Al final del pasillo oye a Stacy preparándose. Un secador de pelo se enciende y se apaga intermitentemente. Un cepillo golpea la cómoda. El armarito de las medicinas se abre y se cierra.
Stacy ha optado por un vestido verde esmeralda procedente de la sección de rebajas de Filene que su madre ha puesto en la máquina de coser. Melissa la previno de que se equivocaba, pero Stacy no la escuchó y en este instante lo lamenta porque... Bueno, porque parece simplemente eso: un vestido sacado de la sección de rebajas que su madre ha arreglado con la máquina de coser.
—¡Missy! —grita Stacy con una voz tipo «uñas arañando una pizarra»—. ¡Por favor, ven a salvarme de esta pesadilla de vestido!
—Te ayudaré en un minuto —responde Melissa lanzando otra mirada al final de la calle, más allá de la blanca iglesia de madera de la esquina. La limusina no aparece por ninguna parte. Todo lo que ve es un grupo de chicas patinando cerca de la señal de «Stop». Han construido una rampa improvisada con unas planchas de madera y dos grandes piedras del muro de un vecino. Hasta el momento ninguna ha logrado saltar sin estrellarse en el suelo. «Yo hacía de canguro de esas chicas —piensa Melissa—, y ahora aquí estoy, a punto de ir a mi fiesta de graduación.» Por primera vez en su vida se siente mayor y libre —o al menos casi— de la cárcel que son para ella las normas paternas. Buena parte de esos sentimientos tienen que ver con Ronnie y los planes que han hecho para sus vidas después de la graduación.
—¡Missy! ¡Ronnie y Chaz llegarán en cualquier momento y yo estoy que parezco una sirena!
Melissa no puede evitar reírse.
—Estoy segura de que Chaz te querrá igual como sirena. Será como esa película que siempre dan en la TBS, esa de Darryl no sé qué y Tom Hanks.
—¡Muy graciosa! —responde Stacy abriendo la puerta del cuarto de baño y blandiendo el cepillo del pelo ante ella como si fuera una pequeña espada—. Lo digo en serio. Necesito tu ayuda.
—No me dirás que no te avisé.
—De acuerdo. Me avisaste. Lo reconozco. A partir de ahora te declaro oficialmente la Diosa de la Sabiduría de los Vestidos de Gala. ¿Puedes bajar ya de tu trono y decirme qué debo hacer?
Stacy se apoya la mano en la cadera, una cadera que Melissa no puede evitar pensar que parece tener el doble de su tamaño habitual por culpa del vestido, que le cae igual que las fundas que su madre hizo en el sótano de la iglesia para unas sillas que iban a donar: estrecho en los sitios donde no debe y ancho en todos los demás. Además, el color hace daño con solo mirarlo.
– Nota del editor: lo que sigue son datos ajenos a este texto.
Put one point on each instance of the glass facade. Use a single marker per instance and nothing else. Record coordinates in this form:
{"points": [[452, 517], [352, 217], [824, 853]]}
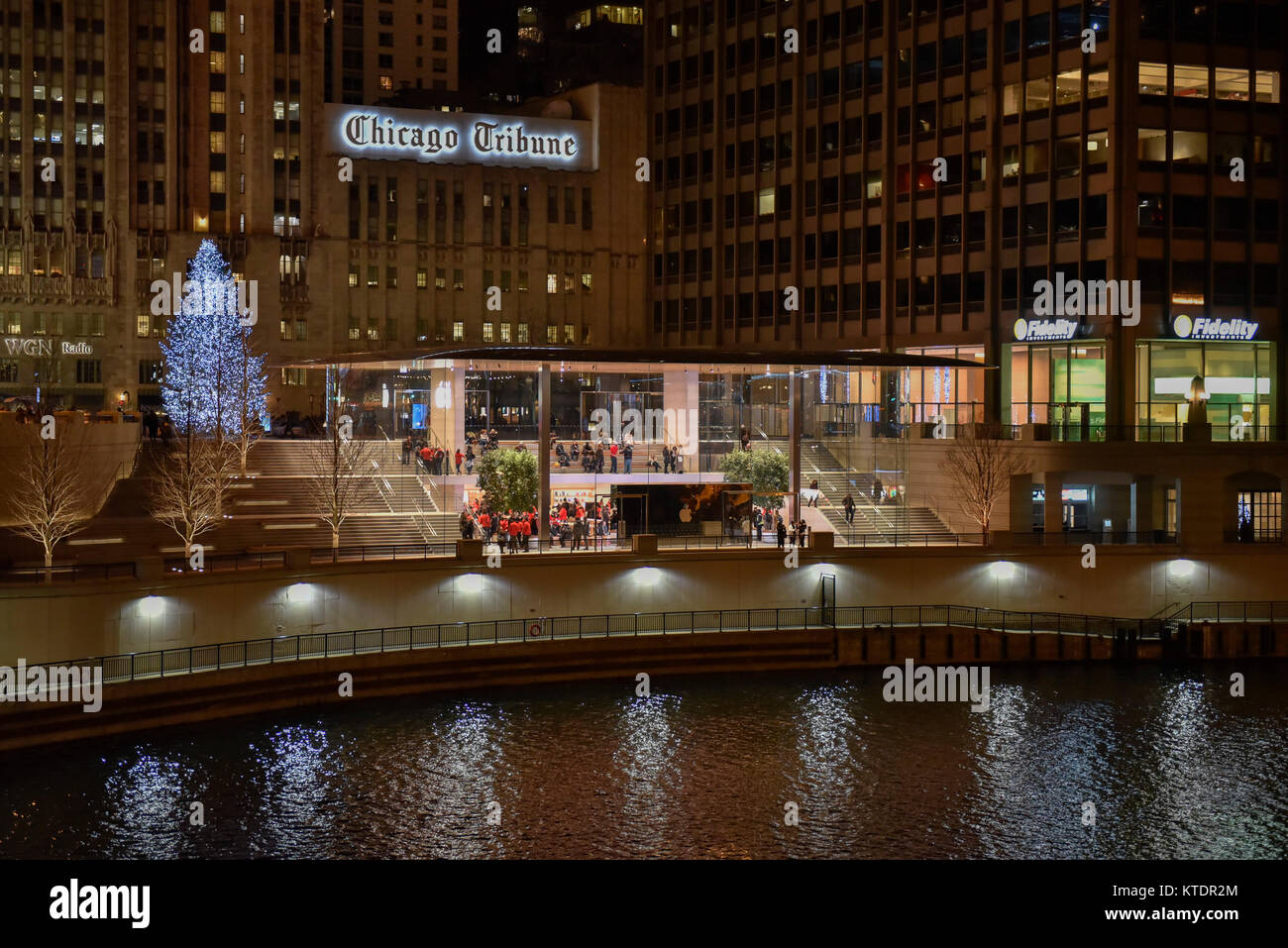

—¿No tiene un reostato en alguna parte para apagarlo un poco? —pregunta Melissa cubriéndose los ojos con la mano.
Su hermana suelta un bufido.
—Ríete todo lo que quieras, pero con ese modelito del siglo pasado tú tampoco pareces recién salida de las páginas de Seventeen.
—Es un modelito de hace veinte años.
—Lo que sea. Bueno, ¿vas a ayudarme o no?
Melissa sabe que debería dejar de tomar el pelo a Stacy, pero es demasiado divertido. Va a su cómoda y abre el cajón de arriba. Enterradas bajo sus calcetines, su ropa interior y lo que ella considera su diario-señuelo hay unas gafas. Las saca y se las entrega a su hermana.
—No te entiendo —comenta Stacy.
—Di a Chaz que se las ponga para protegerse de los rayos ultravioleta mientras estéis bailando.
—¡Que te jodan! —chilla Stacy arrojándole el cepillo y las gafas, que pasan rozando el rostro de Melissa antes de caer al suelo de madera y deslizarse bajo la cama.
—¡Niñas! —truena su padre desde el piso de abajo con su vozarrón de sermón de los domingos.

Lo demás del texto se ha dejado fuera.